Sisyphus epitomizes the hopelessness of pursuing the solution to an unsolvable problem. That Greek hero is a metaphor for people caught up in an endless cycle of struggling to accomplish an impossible task. Most people realize that a predicament like that of Sisyphus is cursed, being unsolvable by design—a violation of god-ordained law. However, some people, particularly the young or the young at heart, have a temperament that persistently digresses toward skepticism of rules, any rules. Young people are far more likely to be fascinated by unsolvable problems. They are attracted by a force as mysterious as the problem itself. I used to be young.
   To people who never to grow up, the warning signs diverting them around troubled stretches on the road of life appear not to read Detour, but simply Rough Road Ahead. Problems are challenges, not roadblocks. To such people warning signs whoosh by in a blur. A painted platter on a post is not going to tell them which way to go. They will blast through that rough stretch of road and get to their destination ahead of everyone else. Rules are for conformists, not individualists. To the young (or immature) rules are meant to be broken. For the old, experience has usually taught the advantages of conformity. Rules have boxed them into conformity. Breaking the rules has broken their will. I feel old.

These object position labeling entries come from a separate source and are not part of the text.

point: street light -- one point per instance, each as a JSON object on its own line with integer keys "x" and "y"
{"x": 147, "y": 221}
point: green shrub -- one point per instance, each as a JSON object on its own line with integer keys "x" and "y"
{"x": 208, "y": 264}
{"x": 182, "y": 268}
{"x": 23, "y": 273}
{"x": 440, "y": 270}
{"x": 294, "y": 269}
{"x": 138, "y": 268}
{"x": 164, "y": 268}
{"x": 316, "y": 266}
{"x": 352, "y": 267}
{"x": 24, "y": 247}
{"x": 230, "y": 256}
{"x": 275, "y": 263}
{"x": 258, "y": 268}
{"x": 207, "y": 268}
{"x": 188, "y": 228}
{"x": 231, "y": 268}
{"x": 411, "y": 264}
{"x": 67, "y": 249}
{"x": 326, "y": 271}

   Most people outgrow the impulsiveness of youth, but some never do. They refuse to learn from past mistakes and continue making foolhardy decisions, trying to fly through life with a Peter Pan plan to never grow up. They seldom question where they are going and never doubt their right to go there. They don’t need a smooth road to reach their destination. It took me a while to begin learning from my mistakes.
   Those who refuse to grow up feel compelled to test rules, to verify that boundaries are truly inviolable. They have little or no fear of hurting themselves by ignoring detour signs. They are so emotionally hardheaded they have become spiritually softheaded. They are not concerned about banging their heads, for sometimes the barrier has cracked before the head. Those people believe banging their heads makes their heads harder and their skulls thicker. But I don’t.
   However, for most, maturity comes with age; and with maturity, discretion. Most adults usually stop testing the bounds of natural laws, resigning themselves to their own immutability. They have learned to follow signposts rather than challenge them. I tried to never grow up, but I failed.